9.4.2 Titrating the Refractive Effect by Manipulation of Energy, Spot Size, and Spot Separation

A major advantage of femtosecond arcuate incisions is that the refractive incisions may now be made prior to cataract surgery and then modified intraoperatively and/or postoperatively. In addition, they do not have a full refractive effect until they are opened. We have begun to modify the energy, spot size, and separation of the spots to further refine the titration of our results. With higher energy and small spot size separation, the majority of the effect is achieved without opening the incisions. With lower energy settings and greater spot size separation, the incisions have minimal effect until they are opened. This is the case with femtosecond LASIK flaps that, when left in place, cause no refractive change and essentially disappear until they are opened. A good analogy is that the femtosecond laser incisions are similar to a sheet of postage stamps bound together by serrations. Until the serrations are manually torn apart, the stamps remain in a fixed location.

9.4.3 Utilizing Intraoperative Aberrometry to Refine the Refractive Effect

To further refine our results, we have been performing intraoperative aberrometry (ORA) to titrate our results in the operating room.

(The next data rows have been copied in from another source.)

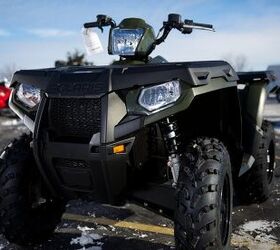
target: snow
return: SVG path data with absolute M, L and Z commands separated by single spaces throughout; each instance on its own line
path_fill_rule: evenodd
M 19 124 L 22 124 L 22 121 L 18 119 L 5 120 L 0 123 L 1 126 L 15 126 Z
M 77 228 L 78 228 L 78 230 L 80 230 L 81 232 L 87 232 L 87 231 L 93 231 L 93 230 L 95 230 L 95 228 L 93 228 L 93 227 L 81 227 L 81 226 L 78 226 Z
M 101 250 L 103 243 L 100 242 L 103 238 L 103 236 L 96 234 L 96 233 L 91 233 L 92 230 L 95 230 L 94 228 L 90 227 L 77 227 L 82 233 L 80 237 L 77 238 L 72 238 L 70 244 L 71 245 L 80 245 L 83 248 L 81 250 Z M 87 245 L 96 245 L 96 246 L 91 246 L 89 248 L 86 248 Z
M 103 230 L 103 231 L 108 230 L 107 227 L 105 227 L 105 226 L 98 226 L 97 228 L 98 228 L 98 230 Z
M 242 225 L 240 228 L 245 232 L 270 233 L 273 228 L 278 226 L 280 226 L 280 223 L 276 221 L 257 220 L 257 221 L 249 221 L 244 225 Z
M 138 237 L 138 238 L 140 238 L 140 239 L 144 239 L 144 238 L 147 238 L 147 237 L 148 237 L 147 234 L 141 234 L 141 233 L 133 233 L 132 235 L 133 235 L 133 236 L 136 236 L 136 237 Z
M 270 250 L 279 247 L 273 229 L 280 227 L 280 222 L 256 220 L 238 227 L 232 235 L 232 244 L 254 250 Z
M 115 231 L 116 231 L 116 228 L 115 228 L 114 226 L 109 225 L 109 227 L 111 228 L 111 231 L 112 231 L 112 232 L 115 232 Z
M 102 250 L 102 247 L 99 247 L 99 246 L 93 246 L 93 247 L 82 247 L 82 248 L 79 248 L 78 250 Z

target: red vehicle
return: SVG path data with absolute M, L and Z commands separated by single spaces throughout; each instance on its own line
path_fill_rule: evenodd
M 0 83 L 0 115 L 10 113 L 8 106 L 10 93 L 11 90 L 4 83 Z

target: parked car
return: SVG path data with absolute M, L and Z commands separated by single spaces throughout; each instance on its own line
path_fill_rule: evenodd
M 0 82 L 0 115 L 12 114 L 8 105 L 10 94 L 11 90 L 6 87 L 6 81 Z

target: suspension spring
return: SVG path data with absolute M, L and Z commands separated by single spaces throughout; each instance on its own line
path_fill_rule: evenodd
M 160 128 L 168 153 L 168 166 L 171 169 L 173 177 L 172 186 L 176 187 L 181 165 L 181 136 L 179 133 L 178 124 L 174 117 L 168 117 L 165 120 L 161 121 Z

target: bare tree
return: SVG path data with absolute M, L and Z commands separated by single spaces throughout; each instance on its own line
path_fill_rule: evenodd
M 224 56 L 224 60 L 229 62 L 236 71 L 244 71 L 248 68 L 248 61 L 245 55 L 233 56 L 228 54 Z
M 7 78 L 9 81 L 12 79 L 13 74 L 18 70 L 15 63 L 4 66 L 0 69 L 0 80 Z
M 244 55 L 238 55 L 235 58 L 235 69 L 237 71 L 243 71 L 247 67 L 247 58 Z
M 81 65 L 93 65 L 92 62 L 86 61 L 85 54 L 75 49 L 74 52 L 67 52 L 66 61 L 57 60 L 55 61 L 56 67 L 61 66 L 81 66 Z

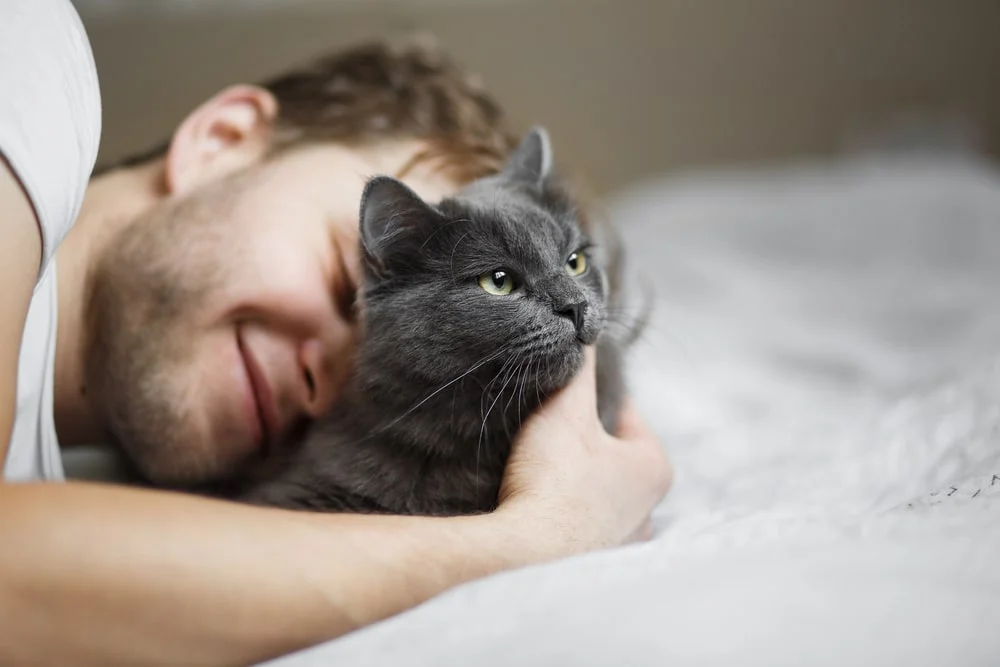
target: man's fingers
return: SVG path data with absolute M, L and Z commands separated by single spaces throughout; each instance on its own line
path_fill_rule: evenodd
M 617 438 L 635 445 L 632 451 L 641 456 L 641 465 L 652 476 L 660 498 L 666 495 L 674 483 L 674 468 L 660 439 L 629 398 L 622 406 Z
M 618 433 L 622 440 L 637 440 L 652 437 L 652 433 L 635 408 L 631 398 L 626 397 L 618 415 Z
M 656 434 L 639 414 L 631 398 L 626 398 L 622 404 L 618 437 L 622 440 L 656 440 Z

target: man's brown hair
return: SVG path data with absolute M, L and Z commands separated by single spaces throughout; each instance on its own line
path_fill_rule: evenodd
M 357 45 L 259 85 L 278 101 L 277 151 L 314 141 L 417 139 L 428 148 L 397 176 L 418 161 L 434 160 L 468 182 L 498 170 L 516 144 L 493 97 L 428 39 Z M 116 166 L 160 157 L 168 145 Z

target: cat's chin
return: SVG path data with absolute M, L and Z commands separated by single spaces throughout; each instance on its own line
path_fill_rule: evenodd
M 538 379 L 545 393 L 558 391 L 570 383 L 583 366 L 583 345 L 567 342 L 557 353 L 540 360 Z

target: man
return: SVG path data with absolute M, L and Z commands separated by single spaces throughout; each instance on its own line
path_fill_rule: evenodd
M 371 46 L 226 88 L 87 183 L 82 26 L 66 0 L 0 13 L 0 663 L 251 663 L 648 531 L 669 464 L 631 409 L 619 437 L 601 430 L 592 354 L 526 425 L 489 515 L 42 483 L 64 477 L 59 447 L 96 441 L 164 487 L 266 456 L 343 382 L 365 178 L 440 198 L 514 137 L 440 54 Z

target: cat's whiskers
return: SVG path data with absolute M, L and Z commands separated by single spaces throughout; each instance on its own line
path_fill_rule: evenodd
M 524 378 L 521 380 L 521 394 L 517 399 L 517 427 L 521 428 L 521 424 L 524 423 L 524 419 L 521 417 L 521 407 L 524 405 L 524 388 L 528 385 L 528 378 L 531 377 L 531 368 L 535 365 L 534 357 L 528 357 L 528 367 L 524 372 Z
M 541 377 L 541 372 L 540 371 L 542 370 L 542 361 L 543 361 L 543 359 L 541 357 L 539 357 L 538 358 L 538 370 L 535 371 L 535 404 L 536 405 L 541 405 L 542 404 L 542 397 L 539 396 L 539 391 L 538 391 L 538 379 L 539 379 L 539 377 Z
M 500 416 L 503 417 L 503 421 L 501 422 L 503 424 L 503 432 L 508 439 L 512 438 L 513 436 L 511 435 L 510 432 L 510 424 L 507 423 L 507 415 L 510 412 L 510 404 L 514 401 L 514 399 L 518 395 L 517 385 L 521 382 L 521 375 L 522 373 L 524 373 L 526 367 L 527 367 L 527 360 L 521 359 L 521 361 L 518 362 L 517 370 L 514 371 L 514 374 L 512 376 L 514 378 L 514 387 L 511 389 L 510 398 L 507 399 L 507 403 L 503 407 L 503 412 L 500 413 Z M 500 390 L 500 394 L 501 396 L 503 395 L 503 389 Z M 520 427 L 520 421 L 518 421 L 517 425 Z
M 510 345 L 513 345 L 513 343 L 510 343 Z M 508 359 L 504 361 L 503 365 L 500 366 L 500 369 L 496 372 L 496 374 L 490 379 L 489 382 L 486 383 L 486 385 L 483 386 L 482 393 L 480 393 L 479 395 L 479 418 L 482 420 L 483 427 L 486 424 L 486 401 L 489 400 L 487 396 L 489 395 L 488 392 L 490 390 L 490 387 L 493 386 L 493 383 L 497 381 L 500 375 L 504 372 L 504 369 L 507 368 L 507 364 L 511 363 L 513 359 L 514 355 L 511 355 Z M 474 479 L 476 485 L 477 505 L 479 504 L 479 455 L 480 455 L 480 445 L 482 444 L 482 439 L 483 439 L 483 430 L 482 430 L 483 427 L 480 427 L 479 442 L 476 443 L 476 474 Z
M 528 378 L 531 377 L 531 369 L 535 365 L 535 357 L 531 355 L 527 358 L 524 365 L 524 375 L 521 377 L 521 388 L 518 390 L 515 386 L 517 393 L 517 428 L 521 428 L 524 424 L 524 419 L 521 415 L 521 409 L 525 404 L 524 389 L 528 385 Z
M 520 364 L 518 364 L 517 367 L 520 368 Z M 507 373 L 503 386 L 500 387 L 500 391 L 497 393 L 497 397 L 493 399 L 493 402 L 490 404 L 489 409 L 486 411 L 486 415 L 483 417 L 483 425 L 479 429 L 479 443 L 476 445 L 476 503 L 477 504 L 479 503 L 479 461 L 480 461 L 480 454 L 482 453 L 483 450 L 483 438 L 486 435 L 486 422 L 489 421 L 490 413 L 493 412 L 493 407 L 503 396 L 503 392 L 507 388 L 507 385 L 510 383 L 510 379 L 513 376 L 514 376 L 513 372 Z
M 510 344 L 507 344 L 507 345 L 504 345 L 503 347 L 501 347 L 501 348 L 500 348 L 499 350 L 497 350 L 496 352 L 491 352 L 490 354 L 486 355 L 485 357 L 483 357 L 483 358 L 482 358 L 482 359 L 480 359 L 479 361 L 477 361 L 477 362 L 473 363 L 473 364 L 472 364 L 472 366 L 471 366 L 471 367 L 469 368 L 469 370 L 465 371 L 464 373 L 462 373 L 461 375 L 459 375 L 459 376 L 458 376 L 458 377 L 456 377 L 455 379 L 453 379 L 453 380 L 449 380 L 448 382 L 445 382 L 445 383 L 444 383 L 443 385 L 441 385 L 440 387 L 438 387 L 437 389 L 435 389 L 434 391 L 432 391 L 432 392 L 431 392 L 431 393 L 430 393 L 430 394 L 429 394 L 429 395 L 428 395 L 428 396 L 427 396 L 426 398 L 424 398 L 423 400 L 421 400 L 421 401 L 420 401 L 419 403 L 417 403 L 416 405 L 414 405 L 414 406 L 413 406 L 412 408 L 410 408 L 409 410 L 407 410 L 407 411 L 406 411 L 406 412 L 404 412 L 403 414 L 399 415 L 399 416 L 398 416 L 398 417 L 396 417 L 395 419 L 391 420 L 391 421 L 390 421 L 389 423 L 385 424 L 385 425 L 384 425 L 384 426 L 383 426 L 382 428 L 380 428 L 380 429 L 377 429 L 376 431 L 374 431 L 374 432 L 372 433 L 372 435 L 374 435 L 375 433 L 380 433 L 380 432 L 382 432 L 382 431 L 385 431 L 385 430 L 387 430 L 387 429 L 391 428 L 392 426 L 396 425 L 396 424 L 397 424 L 397 423 L 399 423 L 399 422 L 400 422 L 400 421 L 401 421 L 402 419 L 404 419 L 404 418 L 406 418 L 406 417 L 407 417 L 408 415 L 410 415 L 410 414 L 411 414 L 411 413 L 412 413 L 412 412 L 413 412 L 414 410 L 418 409 L 418 408 L 419 408 L 419 407 L 420 407 L 421 405 L 423 405 L 423 404 L 424 404 L 424 403 L 426 403 L 427 401 L 431 400 L 432 398 L 434 398 L 435 396 L 437 396 L 437 395 L 438 395 L 438 394 L 440 394 L 440 393 L 441 393 L 442 391 L 444 391 L 445 389 L 447 389 L 447 388 L 448 388 L 448 387 L 450 387 L 451 385 L 455 384 L 455 383 L 456 383 L 456 382 L 458 382 L 459 380 L 461 380 L 461 379 L 465 378 L 465 377 L 466 377 L 466 376 L 468 376 L 468 375 L 469 375 L 470 373 L 473 373 L 473 372 L 475 372 L 475 371 L 476 371 L 477 369 L 479 369 L 479 368 L 481 368 L 482 366 L 484 366 L 484 365 L 488 364 L 488 363 L 489 363 L 490 361 L 492 361 L 492 360 L 496 359 L 497 357 L 499 357 L 499 356 L 500 356 L 501 354 L 503 354 L 504 352 L 507 352 L 507 351 L 508 351 L 508 350 L 509 350 L 509 349 L 510 349 L 511 347 L 512 347 L 512 346 L 511 346 Z M 371 436 L 369 436 L 369 437 L 371 437 Z
M 489 393 L 490 387 L 492 387 L 493 384 L 498 379 L 500 379 L 500 376 L 503 374 L 503 372 L 505 370 L 507 370 L 507 366 L 509 364 L 512 364 L 512 363 L 514 363 L 514 355 L 511 355 L 510 357 L 507 358 L 506 361 L 504 361 L 503 365 L 500 366 L 500 370 L 498 370 L 496 372 L 496 374 L 493 376 L 493 378 L 490 379 L 490 381 L 487 382 L 486 385 L 483 387 L 482 393 L 479 396 L 479 418 L 480 419 L 485 419 L 486 418 L 485 417 L 485 415 L 486 415 L 486 401 L 490 400 L 489 396 L 492 396 L 492 394 Z
M 521 381 L 521 373 L 524 372 L 524 367 L 525 367 L 525 360 L 521 359 L 520 363 L 518 363 L 517 365 L 517 371 L 516 371 L 517 379 L 514 380 L 514 391 L 511 392 L 510 398 L 507 399 L 507 402 L 503 406 L 504 412 L 507 412 L 507 410 L 510 409 L 510 404 L 514 402 L 514 397 L 517 396 L 517 383 Z
M 485 402 L 490 400 L 490 397 L 493 396 L 493 393 L 490 391 L 490 387 L 493 386 L 493 384 L 500 379 L 501 375 L 503 375 L 504 378 L 502 382 L 504 382 L 504 386 L 506 386 L 508 374 L 505 374 L 504 371 L 513 370 L 515 363 L 517 363 L 517 354 L 512 354 L 507 359 L 507 361 L 504 362 L 503 366 L 500 367 L 500 370 L 497 371 L 497 374 L 493 376 L 493 379 L 490 380 L 489 383 L 486 385 L 486 387 L 483 388 L 483 393 L 479 397 L 479 417 L 484 422 L 486 421 L 486 417 L 489 414 L 488 412 L 486 412 Z M 500 388 L 500 393 L 497 394 L 497 399 L 499 399 L 500 396 L 503 394 L 503 389 L 504 387 Z M 494 399 L 494 403 L 496 403 L 496 399 Z

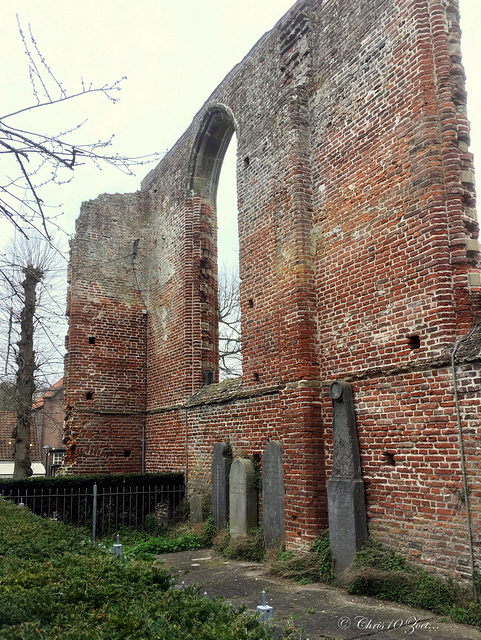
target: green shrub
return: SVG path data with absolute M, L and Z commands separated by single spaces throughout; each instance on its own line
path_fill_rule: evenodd
M 408 565 L 406 560 L 369 540 L 346 573 L 348 593 L 392 600 L 449 615 L 455 622 L 481 624 L 481 605 L 466 589 Z
M 214 518 L 212 517 L 212 514 L 211 514 L 205 521 L 204 528 L 202 531 L 201 539 L 202 539 L 202 542 L 204 543 L 204 546 L 205 547 L 212 546 L 216 535 L 217 535 L 217 529 L 215 528 Z
M 273 575 L 293 580 L 298 584 L 325 582 L 334 579 L 334 564 L 329 547 L 329 532 L 325 532 L 308 552 L 281 551 L 270 559 L 269 570 Z
M 2 640 L 271 638 L 244 610 L 173 591 L 165 568 L 114 558 L 85 533 L 0 499 Z
M 360 549 L 352 563 L 353 567 L 372 567 L 381 571 L 410 571 L 403 556 L 384 549 L 383 546 L 370 538 Z
M 481 627 L 481 604 L 479 602 L 469 602 L 465 606 L 455 604 L 450 608 L 449 615 L 454 622 Z
M 23 493 L 25 490 L 37 489 L 47 492 L 55 492 L 57 489 L 91 489 L 94 484 L 98 488 L 119 488 L 119 487 L 172 487 L 184 483 L 184 475 L 180 472 L 167 473 L 129 473 L 129 474 L 93 474 L 81 476 L 36 476 L 34 478 L 24 478 L 13 480 L 11 478 L 0 479 L 0 491 L 8 493 L 12 491 Z
M 452 582 L 419 572 L 413 592 L 406 598 L 406 604 L 443 614 L 450 610 L 459 597 L 460 592 Z
M 321 582 L 332 584 L 332 582 L 334 582 L 334 558 L 331 554 L 329 531 L 325 531 L 319 540 L 316 540 L 312 546 L 312 550 L 318 557 L 319 578 Z
M 406 603 L 416 584 L 416 576 L 404 571 L 388 572 L 373 567 L 359 567 L 348 575 L 348 593 L 395 602 Z

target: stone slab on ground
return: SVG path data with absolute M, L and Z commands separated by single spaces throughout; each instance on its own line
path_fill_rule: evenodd
M 263 564 L 227 560 L 211 549 L 167 553 L 159 560 L 178 585 L 200 584 L 208 598 L 245 604 L 252 613 L 262 604 L 265 590 L 274 609 L 275 638 L 281 638 L 287 626 L 296 630 L 295 640 L 481 640 L 481 630 L 429 611 L 350 596 L 320 584 L 299 586 L 268 575 Z

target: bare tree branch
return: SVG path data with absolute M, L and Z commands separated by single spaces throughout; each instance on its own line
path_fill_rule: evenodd
M 127 175 L 134 175 L 133 167 L 154 162 L 162 154 L 154 153 L 140 157 L 108 154 L 105 150 L 112 146 L 113 136 L 95 142 L 74 142 L 71 136 L 82 128 L 87 119 L 55 134 L 31 131 L 22 127 L 22 123 L 17 122 L 22 116 L 39 109 L 43 110 L 45 107 L 78 100 L 82 96 L 101 94 L 115 103 L 119 100 L 116 94 L 121 91 L 121 84 L 126 78 L 100 86 L 85 83 L 81 79 L 80 90 L 67 91 L 41 53 L 30 25 L 26 35 L 18 16 L 17 23 L 28 59 L 29 77 L 36 104 L 0 116 L 0 156 L 5 159 L 12 158 L 15 164 L 11 163 L 11 171 L 16 174 L 13 177 L 7 176 L 7 169 L 6 179 L 0 184 L 0 217 L 11 222 L 23 235 L 27 235 L 28 228 L 34 228 L 41 230 L 48 238 L 51 216 L 47 215 L 47 205 L 40 195 L 40 189 L 48 183 L 69 182 L 71 176 L 63 178 L 63 170 L 70 173 L 82 164 L 92 163 L 97 168 L 108 165 Z M 15 165 L 18 172 L 12 168 Z
M 219 374 L 220 379 L 242 375 L 239 271 L 219 270 Z

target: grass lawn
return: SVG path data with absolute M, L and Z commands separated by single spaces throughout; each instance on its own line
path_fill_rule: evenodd
M 170 585 L 162 565 L 114 558 L 0 498 L 1 640 L 271 638 L 243 610 Z

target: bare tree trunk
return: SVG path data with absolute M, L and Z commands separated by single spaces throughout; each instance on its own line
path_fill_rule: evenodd
M 37 285 L 43 270 L 28 265 L 23 269 L 25 280 L 24 305 L 20 314 L 20 341 L 17 355 L 17 425 L 14 438 L 14 478 L 29 478 L 33 471 L 30 462 L 30 424 L 35 393 L 35 352 L 33 349 L 33 322 L 37 304 Z

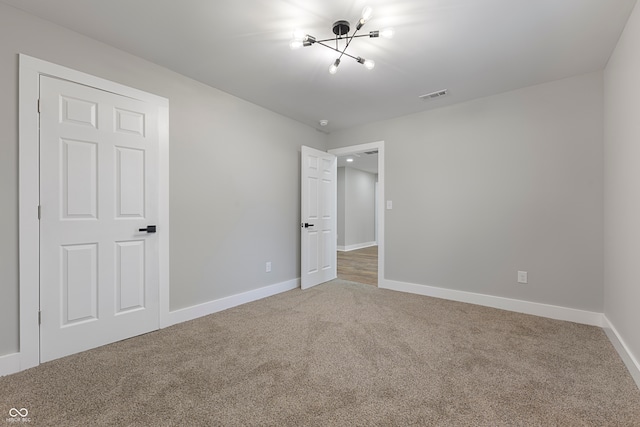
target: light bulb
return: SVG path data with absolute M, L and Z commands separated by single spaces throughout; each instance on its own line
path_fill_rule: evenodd
M 366 59 L 362 64 L 367 70 L 373 70 L 373 67 L 376 66 L 376 62 L 373 59 Z
M 336 61 L 331 64 L 329 67 L 329 74 L 335 74 L 338 71 L 338 65 L 340 65 L 340 58 L 336 59 Z
M 296 30 L 293 32 L 293 39 L 304 40 L 305 35 L 306 34 L 304 31 L 302 31 L 300 28 L 296 28 Z
M 302 40 L 291 40 L 291 42 L 289 42 L 289 47 L 291 48 L 291 50 L 296 50 L 296 49 L 300 49 L 303 45 L 303 41 Z
M 358 25 L 356 25 L 356 30 L 362 28 L 362 26 L 369 20 L 369 18 L 371 18 L 372 14 L 373 9 L 371 9 L 369 6 L 365 7 L 362 11 L 362 18 L 358 20 Z
M 393 30 L 393 28 L 383 28 L 382 30 L 380 30 L 380 37 L 384 37 L 385 39 L 390 39 L 393 38 L 393 35 L 396 32 Z
M 371 9 L 371 7 L 367 6 L 364 9 L 362 9 L 362 19 L 364 22 L 367 22 L 369 19 L 371 19 L 371 15 L 373 15 L 373 9 Z M 363 24 L 364 24 L 363 22 Z

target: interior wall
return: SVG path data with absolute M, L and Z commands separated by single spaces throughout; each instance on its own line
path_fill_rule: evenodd
M 337 222 L 337 232 L 338 232 L 338 248 L 343 248 L 345 247 L 346 243 L 345 243 L 345 224 L 344 224 L 344 220 L 345 220 L 345 207 L 346 207 L 346 200 L 345 200 L 345 169 L 344 167 L 340 167 L 338 168 L 338 174 L 337 174 L 337 179 L 336 179 L 336 186 L 337 186 L 337 218 L 336 218 L 336 222 Z
M 604 73 L 604 314 L 640 361 L 640 6 Z
M 356 246 L 371 243 L 375 236 L 374 174 L 345 168 L 345 243 Z
M 324 134 L 4 4 L 0 40 L 0 355 L 19 349 L 19 53 L 169 99 L 172 310 L 300 277 L 300 145 Z
M 602 312 L 602 138 L 596 72 L 334 132 L 328 146 L 385 141 L 384 279 Z

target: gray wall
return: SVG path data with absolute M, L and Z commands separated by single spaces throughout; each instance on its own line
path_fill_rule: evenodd
M 605 71 L 604 313 L 640 360 L 640 6 Z
M 300 145 L 324 134 L 3 4 L 0 40 L 0 355 L 19 348 L 18 53 L 169 99 L 172 310 L 300 276 Z
M 328 145 L 385 141 L 386 279 L 602 312 L 602 138 L 598 72 L 335 132 Z
M 353 246 L 375 241 L 376 175 L 345 167 L 338 177 L 338 246 Z M 343 192 L 342 198 L 340 193 Z M 341 203 L 342 202 L 342 203 Z

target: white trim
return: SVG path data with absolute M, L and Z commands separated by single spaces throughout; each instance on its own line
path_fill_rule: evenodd
M 254 289 L 252 291 L 243 292 L 241 294 L 231 295 L 217 300 L 205 302 L 203 304 L 194 305 L 192 307 L 175 310 L 170 312 L 167 316 L 167 326 L 187 322 L 189 320 L 197 319 L 202 316 L 208 316 L 209 314 L 217 313 L 219 311 L 227 310 L 238 305 L 257 301 L 259 299 L 267 298 L 282 292 L 297 289 L 299 287 L 300 279 L 293 279 L 282 283 L 276 283 L 275 285 Z
M 40 363 L 38 329 L 40 225 L 38 112 L 39 71 L 31 58 L 20 55 L 18 105 L 18 193 L 19 193 L 19 264 L 20 264 L 20 370 Z
M 378 283 L 384 281 L 384 141 L 370 142 L 368 144 L 352 145 L 349 147 L 334 148 L 328 152 L 336 156 L 361 153 L 363 151 L 378 150 Z M 378 285 L 379 286 L 379 285 Z
M 378 280 L 378 287 L 394 291 L 407 292 L 417 295 L 442 298 L 452 301 L 466 302 L 517 313 L 532 314 L 550 319 L 565 320 L 585 325 L 602 327 L 604 317 L 602 313 L 577 310 L 575 308 L 537 302 L 522 301 L 492 295 L 476 294 L 473 292 L 445 289 L 435 286 L 416 285 L 414 283 L 397 282 L 394 280 Z
M 0 377 L 20 372 L 20 353 L 0 356 Z
M 158 167 L 160 170 L 158 194 L 158 224 L 161 224 L 162 237 L 158 241 L 159 262 L 159 310 L 160 310 L 160 328 L 168 326 L 169 302 L 171 299 L 171 283 L 170 283 L 170 246 L 169 246 L 169 105 L 161 105 L 158 107 L 158 144 L 159 159 Z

Intraoperative aberrometry is a type of wavefront analysis in which aberrations in the wavefront are converted into the current refractive value [38]. We remove the cataract, place the IOL, and open one of the femtosecond incisions with a Sinskey hook. The IOP is then raised to approximately 25 mmHg. Next, we perform intraoperative aberrometry, which provides an accurate reading of the existing astigmatism. The second femtosecond incision may then be opened partially or completely, based on the intraoperative aberrometry reading, which, if needed, can be taken again. For surgeons who do not have access to intraoperative aberrometry, patients can be examined with topography and refraction, performed the day, weeks, or even months after surgery. If needed, the remainder of the incision can be easily opened completely or partially in the desired axis in the office to increase the effect of the incision and adjust the residual astigmatic refractive error.

9.4.4 The Benefits of Intrastromal Sub-Bowman’s Layer Ablations

In addition to the ability to titrate the PCRI with a femtosecond incision, this technology offers a second advantage compared to a manual diamond knife incision: the ability to perform intrastromal sub-Bowman’s layer ablations. These incisions are less powerful than anterior penetrating incisions and are performed closer to the visual axis. Intrastromal incisions do not cut through Bowman’s layer, and therefore, fewer stromal lamellae are incised. This should provide greater corneal stromal integrity, preserve epithelial integrity, reduce pain, and provide a faster recovery [3941]. One reason for the increased corneal transparency is the preservation of the epithelium, as injured epithelial cells release pro-fibrotic TGF-B1 [40]. A small series of 16 eyes showed a mean reduction refractive astigmatism of 76.6 % with intrastromal arcuate keratotomy with no complications [42]. There is no need for postoperative antibiotics as the surface of the eye has not been violated and there is less likelihood of late wound drift, although long-term results are not available. Further clinical investigation and nomogram development are currently underway to optimize this method, which would eliminate the need for corneal wound manipulation on the surface.

9.5 Conclusion

In conclusion, the creation of femtosecond laser-assisted arcuate incisions is a novel technique that utilizes the precision of image-guided laser technology. Refractive incisions are now computer controlled and do not rely on surgeon skill or experience. The use of a femtosecond laser system will provide faster, safer, easier, customizable, adjustable, and fully repeatable astigmatic incisions. In addition, intrastromal ablations may increase the safety and accuracy of astigmatism management. Removing the inconsistencies in the astigmatic procedure will improve our understanding and accuracy of astigmatic incisions and should provide improved refractive results and patient satisfaction. This technology offers immense potential but will require development with different nomograms and surgeons as well as expanded clinical experience.